Multiple lung involvements – a landmark in immunocompromised patient
Victor Botnaru1, Doina Rusu1,2, Eugenia Scutaru1*, Dumitru Chesov1
1Discipline of pneumology and alergology, Department of internal medicine, Nicolae Testemitanu State University of Medicine and Pharmacy, Chisinau, Republic of Moldova.
2Phthisiopneumology Institute „Chiril Draganiuc”, Chisinau, Republic of Moldova.
Corresponding author:
Eugenia Scutaru, assistant professor
Discipline of pneumology and alergology
Department of internal medicine
Nicolae Testemitanu State University of Medicine and Pharmacy
165, Stefan cel Mare si Sfant bd., Chisinau, Republic of Moldova, MD-2004
e-mail: evghenia.scutaru@usmf.md
A 25 years old nonsmoker man, known as migrant worker, was admitted for dyspnea (mMRC II), low fever, cough with minimal mucous sputum (for 2 weeks) and weight loss (15 kg over previous 2 months).
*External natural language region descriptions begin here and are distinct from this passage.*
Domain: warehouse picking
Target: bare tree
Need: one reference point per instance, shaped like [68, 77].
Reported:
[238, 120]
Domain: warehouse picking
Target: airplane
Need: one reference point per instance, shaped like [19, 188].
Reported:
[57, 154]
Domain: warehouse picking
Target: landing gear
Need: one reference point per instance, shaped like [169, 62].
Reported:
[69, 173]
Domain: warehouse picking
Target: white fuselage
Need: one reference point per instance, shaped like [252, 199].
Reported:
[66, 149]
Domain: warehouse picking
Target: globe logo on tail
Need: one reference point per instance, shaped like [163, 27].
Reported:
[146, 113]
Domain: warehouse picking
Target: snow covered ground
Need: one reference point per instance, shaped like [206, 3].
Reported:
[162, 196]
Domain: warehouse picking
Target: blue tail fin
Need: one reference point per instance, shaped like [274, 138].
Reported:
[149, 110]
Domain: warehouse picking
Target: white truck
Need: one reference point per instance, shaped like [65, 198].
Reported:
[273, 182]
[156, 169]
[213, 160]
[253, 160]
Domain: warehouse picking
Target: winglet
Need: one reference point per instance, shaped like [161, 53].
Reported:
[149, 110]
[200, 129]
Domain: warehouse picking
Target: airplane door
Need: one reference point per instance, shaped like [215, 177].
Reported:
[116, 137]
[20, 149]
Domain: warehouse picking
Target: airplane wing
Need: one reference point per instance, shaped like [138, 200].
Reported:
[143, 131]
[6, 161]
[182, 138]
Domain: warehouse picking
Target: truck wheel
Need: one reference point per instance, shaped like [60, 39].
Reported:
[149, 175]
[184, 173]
Seven days prior current admission he was diagnosed with left side bronchopneumonia and treated with combined antibiotics (ceftriaxone and levofloxacin). On treatment no clinical improvement and even radiological worsening, was observed (Figure 1A, 1B).
On admission, physical examination revealed a body mass index of 17 kg/m2, respiratory rate – 18 rpm, heart rate – 94 bpm; blood pressure – 110/80 mmHg, SpO2 – 89% on room air and vesicular breathing on both hemithoraces.
The blood tests shown lymphopenia (lymphocytes 2.6×103µl-1) and increased level of C reactive protein (CRP) – 18 mg/l. His HIV test was positive and CD4+ count was extremely low – 3 μl-1. Pulmonary functional tests shown a mixed ventilatory dysfunction (FEV1 – 66%, FVC – 59%, FEV1/FVC – 96, RV – 171%, TLC – 94% and reduced alveolar-capillary diffusion (DLCO – 50%).
QUESTIONS:
- What are the changes on chest radiography (Figure 1A) and chest CT images (Figure 2)?
- Considering patient history and imaging, which is the most likely diagnosis?
- What additional tests would you suggest for confirmation of the diagnosis?
- Which other imaging patterns are suggestive for this disease?
ANSWERS:
- The chest radiography shows (Figure 1A) bilateral reticulonodular opacities, of moderate intensity, predominantly in the left lung, prominent pulmonary artery, probably due to thoracic scoliosis (pulmonary blood pressure 30 mmHg). Chest CT (Figure 2) confirms interstitial lesions – areas of ground glass alternate with normal lung parenchyma – mosaic distribution.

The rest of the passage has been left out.